Sunday, March 1, 2009

Writing is changing as we watch

In "Writing in the 21st Century," Jane Blake Yancey takes a stab at understanding how word processing, internet research, internet publishing, and on-line social networks are changing the writing process:
Perhaps most important, seen historically this 21st century writing marks the beginning of a new era in literacy, a period we might call the Age of Composition, a period where composers become composers not through direct and formal instruction alone (if at all), but rather through what we might call an extracurricular social co-apprenticeship.
I've seen those co-apprenticeships at work: my oldest was commenting on blogs before I knew what blogs were, my middle child attaches small essays to her on-line art work, and my youngest has been known to spend hours in typed "conversation" about World of Warcraft.
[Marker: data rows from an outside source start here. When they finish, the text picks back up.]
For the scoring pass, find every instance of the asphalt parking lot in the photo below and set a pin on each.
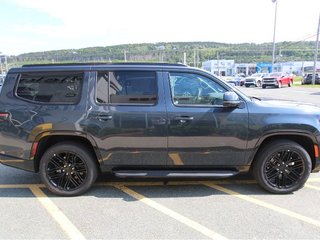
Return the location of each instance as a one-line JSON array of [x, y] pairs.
[[234, 208]]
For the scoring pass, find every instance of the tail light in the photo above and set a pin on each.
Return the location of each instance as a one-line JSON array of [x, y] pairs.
[[4, 116]]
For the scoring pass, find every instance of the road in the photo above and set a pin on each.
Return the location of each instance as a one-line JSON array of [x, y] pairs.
[[299, 94]]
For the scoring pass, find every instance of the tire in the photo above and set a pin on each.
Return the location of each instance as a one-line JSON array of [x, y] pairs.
[[282, 167], [68, 169]]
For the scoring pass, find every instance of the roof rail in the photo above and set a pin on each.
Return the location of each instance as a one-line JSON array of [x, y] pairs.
[[105, 63]]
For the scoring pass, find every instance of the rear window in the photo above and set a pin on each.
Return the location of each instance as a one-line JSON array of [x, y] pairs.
[[126, 87], [50, 87]]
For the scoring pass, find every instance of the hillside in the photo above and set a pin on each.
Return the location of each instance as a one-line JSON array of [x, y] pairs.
[[173, 52]]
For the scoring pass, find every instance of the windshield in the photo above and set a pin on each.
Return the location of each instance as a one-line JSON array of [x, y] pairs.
[[275, 74], [256, 75]]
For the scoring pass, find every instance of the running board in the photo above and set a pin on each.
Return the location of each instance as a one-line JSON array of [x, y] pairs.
[[174, 174]]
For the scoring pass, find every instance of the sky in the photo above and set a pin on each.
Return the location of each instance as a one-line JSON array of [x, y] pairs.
[[41, 25]]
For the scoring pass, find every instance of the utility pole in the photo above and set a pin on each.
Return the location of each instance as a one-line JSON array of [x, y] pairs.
[[316, 54], [125, 55], [185, 58], [218, 63], [274, 33], [198, 57]]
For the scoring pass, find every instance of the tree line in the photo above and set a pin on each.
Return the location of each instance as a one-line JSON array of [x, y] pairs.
[[173, 52]]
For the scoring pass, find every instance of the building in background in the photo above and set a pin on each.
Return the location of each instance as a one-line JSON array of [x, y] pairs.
[[230, 68], [220, 67]]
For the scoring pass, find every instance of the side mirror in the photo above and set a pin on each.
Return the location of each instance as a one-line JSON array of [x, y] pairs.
[[231, 100]]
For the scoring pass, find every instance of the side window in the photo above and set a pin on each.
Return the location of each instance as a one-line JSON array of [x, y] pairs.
[[50, 87], [193, 89], [127, 87]]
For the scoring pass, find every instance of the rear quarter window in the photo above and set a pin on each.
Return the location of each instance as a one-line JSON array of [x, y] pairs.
[[50, 87]]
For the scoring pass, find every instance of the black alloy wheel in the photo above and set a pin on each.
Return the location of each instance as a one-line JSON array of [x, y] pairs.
[[68, 169], [282, 167]]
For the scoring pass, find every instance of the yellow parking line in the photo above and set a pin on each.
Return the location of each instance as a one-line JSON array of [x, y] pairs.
[[57, 214], [175, 157], [313, 180], [312, 187], [265, 204], [20, 185], [167, 211]]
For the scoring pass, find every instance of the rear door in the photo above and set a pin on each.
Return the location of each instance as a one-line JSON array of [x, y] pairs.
[[127, 118]]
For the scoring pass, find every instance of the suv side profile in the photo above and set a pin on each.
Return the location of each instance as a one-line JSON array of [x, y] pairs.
[[70, 122]]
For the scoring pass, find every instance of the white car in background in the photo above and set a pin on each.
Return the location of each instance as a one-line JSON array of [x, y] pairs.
[[254, 80]]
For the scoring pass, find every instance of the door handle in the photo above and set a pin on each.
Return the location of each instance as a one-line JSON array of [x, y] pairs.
[[104, 117], [184, 119]]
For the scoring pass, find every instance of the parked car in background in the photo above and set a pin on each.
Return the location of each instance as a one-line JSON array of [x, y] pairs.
[[277, 79], [70, 122], [238, 80], [255, 79], [307, 79]]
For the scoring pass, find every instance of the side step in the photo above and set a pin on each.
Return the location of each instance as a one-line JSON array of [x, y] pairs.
[[174, 174]]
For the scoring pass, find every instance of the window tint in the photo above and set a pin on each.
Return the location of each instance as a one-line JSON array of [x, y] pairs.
[[127, 87], [188, 88], [50, 87]]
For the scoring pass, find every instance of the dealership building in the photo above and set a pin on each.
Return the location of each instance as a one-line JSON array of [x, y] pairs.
[[229, 67]]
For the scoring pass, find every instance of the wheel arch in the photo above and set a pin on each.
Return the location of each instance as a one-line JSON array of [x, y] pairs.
[[301, 138], [46, 140]]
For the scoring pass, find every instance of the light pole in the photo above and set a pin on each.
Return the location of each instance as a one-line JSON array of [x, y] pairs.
[[316, 54], [274, 34]]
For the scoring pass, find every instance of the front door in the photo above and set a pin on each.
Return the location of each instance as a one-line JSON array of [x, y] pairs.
[[201, 132]]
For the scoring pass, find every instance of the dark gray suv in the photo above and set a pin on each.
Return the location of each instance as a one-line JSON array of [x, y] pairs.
[[70, 122]]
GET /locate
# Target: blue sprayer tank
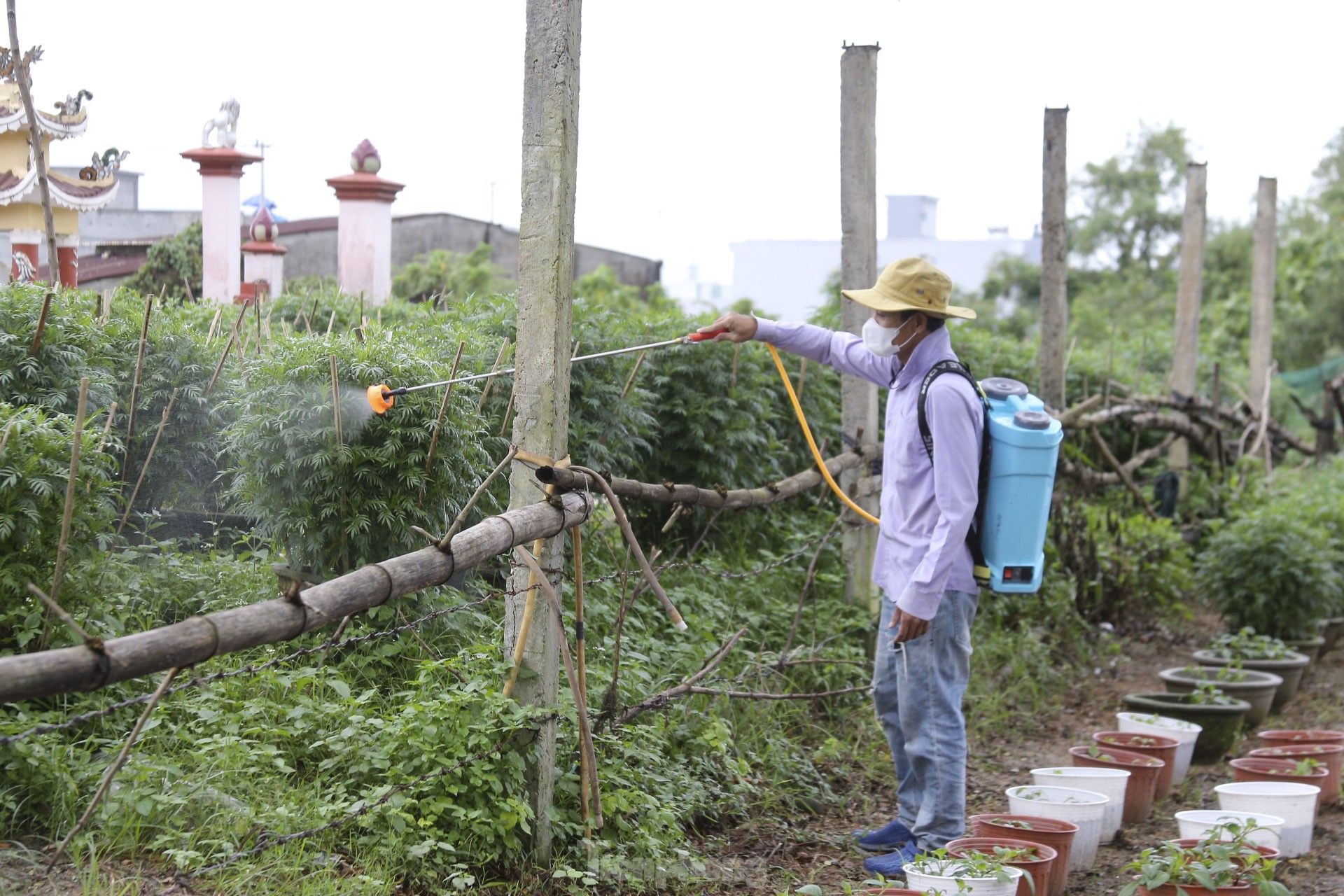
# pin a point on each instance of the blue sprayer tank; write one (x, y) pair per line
(1022, 479)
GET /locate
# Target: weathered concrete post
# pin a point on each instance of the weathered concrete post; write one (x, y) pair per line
(858, 270)
(1262, 288)
(545, 316)
(1190, 290)
(1054, 260)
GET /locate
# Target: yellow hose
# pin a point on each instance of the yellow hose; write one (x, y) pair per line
(812, 444)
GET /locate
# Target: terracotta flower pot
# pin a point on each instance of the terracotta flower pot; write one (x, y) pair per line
(1155, 746)
(1142, 776)
(1291, 736)
(1266, 852)
(1219, 723)
(1047, 832)
(1278, 771)
(1037, 868)
(1329, 755)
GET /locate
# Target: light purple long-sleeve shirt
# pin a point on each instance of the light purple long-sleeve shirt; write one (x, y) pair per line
(926, 510)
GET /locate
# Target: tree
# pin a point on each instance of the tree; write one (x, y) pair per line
(172, 267)
(1133, 204)
(452, 276)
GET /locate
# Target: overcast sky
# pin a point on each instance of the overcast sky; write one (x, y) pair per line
(701, 122)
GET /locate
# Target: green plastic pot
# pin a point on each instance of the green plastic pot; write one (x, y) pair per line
(1219, 723)
(1291, 671)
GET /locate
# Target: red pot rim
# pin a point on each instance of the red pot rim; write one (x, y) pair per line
(1040, 824)
(1130, 735)
(1264, 766)
(1296, 750)
(1129, 760)
(976, 843)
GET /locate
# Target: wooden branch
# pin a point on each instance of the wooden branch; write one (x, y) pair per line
(1120, 470)
(671, 493)
(116, 766)
(200, 638)
(671, 694)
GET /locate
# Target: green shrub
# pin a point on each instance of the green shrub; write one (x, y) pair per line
(34, 470)
(1273, 571)
(336, 505)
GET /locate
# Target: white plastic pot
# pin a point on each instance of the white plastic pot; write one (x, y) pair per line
(1196, 822)
(1082, 808)
(924, 881)
(1184, 732)
(1294, 804)
(1108, 782)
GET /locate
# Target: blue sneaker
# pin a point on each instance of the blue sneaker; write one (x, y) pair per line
(883, 840)
(891, 865)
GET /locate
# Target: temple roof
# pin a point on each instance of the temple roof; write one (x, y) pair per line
(81, 195)
(59, 127)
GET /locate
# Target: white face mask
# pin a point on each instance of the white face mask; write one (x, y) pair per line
(882, 340)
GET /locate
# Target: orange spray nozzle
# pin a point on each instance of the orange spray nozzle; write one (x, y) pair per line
(381, 398)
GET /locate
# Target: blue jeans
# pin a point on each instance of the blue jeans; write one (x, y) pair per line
(917, 690)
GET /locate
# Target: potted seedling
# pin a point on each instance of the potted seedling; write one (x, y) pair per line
(1142, 776)
(1037, 830)
(1254, 687)
(1034, 859)
(1208, 867)
(1218, 716)
(1155, 746)
(949, 875)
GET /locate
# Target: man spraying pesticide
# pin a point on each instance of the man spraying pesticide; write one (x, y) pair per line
(936, 481)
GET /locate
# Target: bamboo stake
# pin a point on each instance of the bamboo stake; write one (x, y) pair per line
(524, 626)
(587, 751)
(489, 381)
(223, 356)
(134, 382)
(635, 371)
(442, 410)
(476, 496)
(148, 457)
(340, 438)
(67, 514)
(116, 766)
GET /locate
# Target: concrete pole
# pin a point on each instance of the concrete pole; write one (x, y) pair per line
(1190, 292)
(545, 316)
(1054, 260)
(858, 270)
(1262, 288)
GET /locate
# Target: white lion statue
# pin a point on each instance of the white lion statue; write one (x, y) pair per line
(225, 125)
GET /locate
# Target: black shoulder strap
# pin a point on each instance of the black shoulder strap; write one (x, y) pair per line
(979, 567)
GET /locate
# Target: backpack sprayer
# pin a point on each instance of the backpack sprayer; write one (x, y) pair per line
(1018, 464)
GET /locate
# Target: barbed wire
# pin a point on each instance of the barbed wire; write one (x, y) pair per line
(195, 681)
(365, 806)
(701, 567)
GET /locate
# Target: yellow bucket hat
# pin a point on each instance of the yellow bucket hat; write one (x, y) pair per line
(910, 285)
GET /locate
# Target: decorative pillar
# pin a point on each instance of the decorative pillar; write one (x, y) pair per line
(220, 169)
(264, 260)
(365, 226)
(23, 254)
(67, 260)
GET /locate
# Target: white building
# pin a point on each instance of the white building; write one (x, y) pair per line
(785, 276)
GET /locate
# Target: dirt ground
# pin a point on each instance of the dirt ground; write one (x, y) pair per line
(766, 858)
(776, 855)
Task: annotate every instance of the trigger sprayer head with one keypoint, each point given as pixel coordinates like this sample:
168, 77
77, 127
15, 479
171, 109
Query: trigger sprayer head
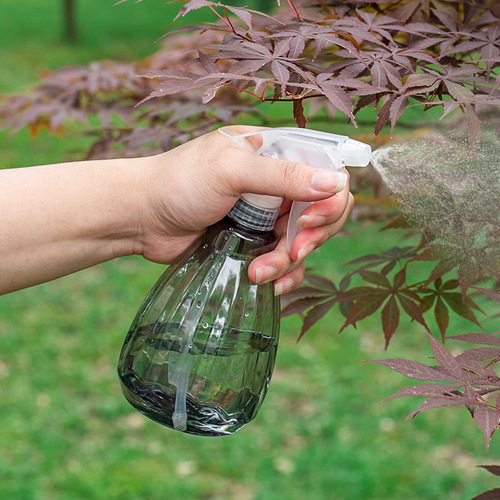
311, 147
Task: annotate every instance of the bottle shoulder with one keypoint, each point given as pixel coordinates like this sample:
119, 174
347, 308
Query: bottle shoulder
233, 239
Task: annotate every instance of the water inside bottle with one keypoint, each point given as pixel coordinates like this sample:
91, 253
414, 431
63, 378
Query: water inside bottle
223, 393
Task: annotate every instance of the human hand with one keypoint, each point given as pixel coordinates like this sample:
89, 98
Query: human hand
195, 185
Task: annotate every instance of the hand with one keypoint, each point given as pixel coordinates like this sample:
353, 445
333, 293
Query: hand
195, 185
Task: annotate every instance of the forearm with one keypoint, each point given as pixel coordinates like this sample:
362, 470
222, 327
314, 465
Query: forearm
58, 219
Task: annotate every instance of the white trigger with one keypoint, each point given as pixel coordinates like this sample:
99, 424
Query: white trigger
292, 230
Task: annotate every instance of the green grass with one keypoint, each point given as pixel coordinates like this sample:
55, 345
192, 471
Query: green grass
322, 434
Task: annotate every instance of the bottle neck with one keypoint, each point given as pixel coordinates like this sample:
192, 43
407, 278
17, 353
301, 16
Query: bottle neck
253, 217
232, 238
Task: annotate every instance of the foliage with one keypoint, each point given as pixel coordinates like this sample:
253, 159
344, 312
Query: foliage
345, 57
350, 55
108, 91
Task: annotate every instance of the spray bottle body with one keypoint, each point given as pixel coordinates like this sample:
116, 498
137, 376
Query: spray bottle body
200, 353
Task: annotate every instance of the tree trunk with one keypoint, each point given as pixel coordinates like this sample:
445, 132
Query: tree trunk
69, 20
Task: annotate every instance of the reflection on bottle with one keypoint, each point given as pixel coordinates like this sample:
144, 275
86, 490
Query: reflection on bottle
201, 351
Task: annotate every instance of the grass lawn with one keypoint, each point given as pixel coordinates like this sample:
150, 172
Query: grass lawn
67, 433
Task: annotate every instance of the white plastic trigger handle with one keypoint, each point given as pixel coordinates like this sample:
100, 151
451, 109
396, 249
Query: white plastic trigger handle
311, 147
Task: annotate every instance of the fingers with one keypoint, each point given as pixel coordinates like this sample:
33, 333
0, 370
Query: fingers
277, 266
245, 172
321, 221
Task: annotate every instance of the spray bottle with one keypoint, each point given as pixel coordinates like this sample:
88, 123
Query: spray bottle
200, 352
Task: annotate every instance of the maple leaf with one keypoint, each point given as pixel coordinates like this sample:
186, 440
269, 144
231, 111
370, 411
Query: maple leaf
366, 300
458, 381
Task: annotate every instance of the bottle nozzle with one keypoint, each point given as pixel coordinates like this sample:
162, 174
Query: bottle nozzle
311, 147
356, 154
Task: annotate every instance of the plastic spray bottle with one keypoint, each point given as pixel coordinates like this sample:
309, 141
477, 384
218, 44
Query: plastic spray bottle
200, 352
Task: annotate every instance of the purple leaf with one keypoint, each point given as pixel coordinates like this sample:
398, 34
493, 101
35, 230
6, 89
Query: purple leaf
314, 315
478, 338
487, 420
416, 370
425, 390
493, 469
439, 402
390, 319
445, 359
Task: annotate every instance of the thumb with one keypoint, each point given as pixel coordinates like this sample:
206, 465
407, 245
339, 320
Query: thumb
287, 179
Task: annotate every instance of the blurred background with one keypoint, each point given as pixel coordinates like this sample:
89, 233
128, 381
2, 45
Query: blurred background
66, 432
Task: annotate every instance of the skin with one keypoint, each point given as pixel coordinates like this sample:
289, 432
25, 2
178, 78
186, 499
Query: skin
59, 219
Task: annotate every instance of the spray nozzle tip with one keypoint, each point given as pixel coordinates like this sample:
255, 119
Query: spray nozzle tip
356, 153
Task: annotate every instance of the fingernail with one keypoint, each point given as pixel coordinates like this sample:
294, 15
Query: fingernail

The core process of putting ideas together for others to read is part of their daily routine. Teaching kids with those digital skills is going to take new models and ideas.

Yancey, a past president of the National Council of Teachers of English, offers an agenda for thinking through those changes, focused on the development of "citizen writers." She offers two examples of how the citizens in question are already shaping their world: one who used e-mail quickly and urgently to get neighbors rescued in a Florida flood, and a group who quietly arranged for the phrase "This is Sparta" to appear in more than 30,000 Advanced Placement essays last spring. For more of her thinking on how to respond, download the nine-page report here.

1 comment:

  1. Among many other paradigm shifts I think will be helpful in the new technology age is one that allows us to view learning as less and less teacher directed and more and more learner-inspired. In the online world, where titles and age are not immediately visible, young people have better opportunities than ever before to engage their peers and elders alike. Enabling natural leadership to emerge strikes me as a very positive development in the universe of web-based learning.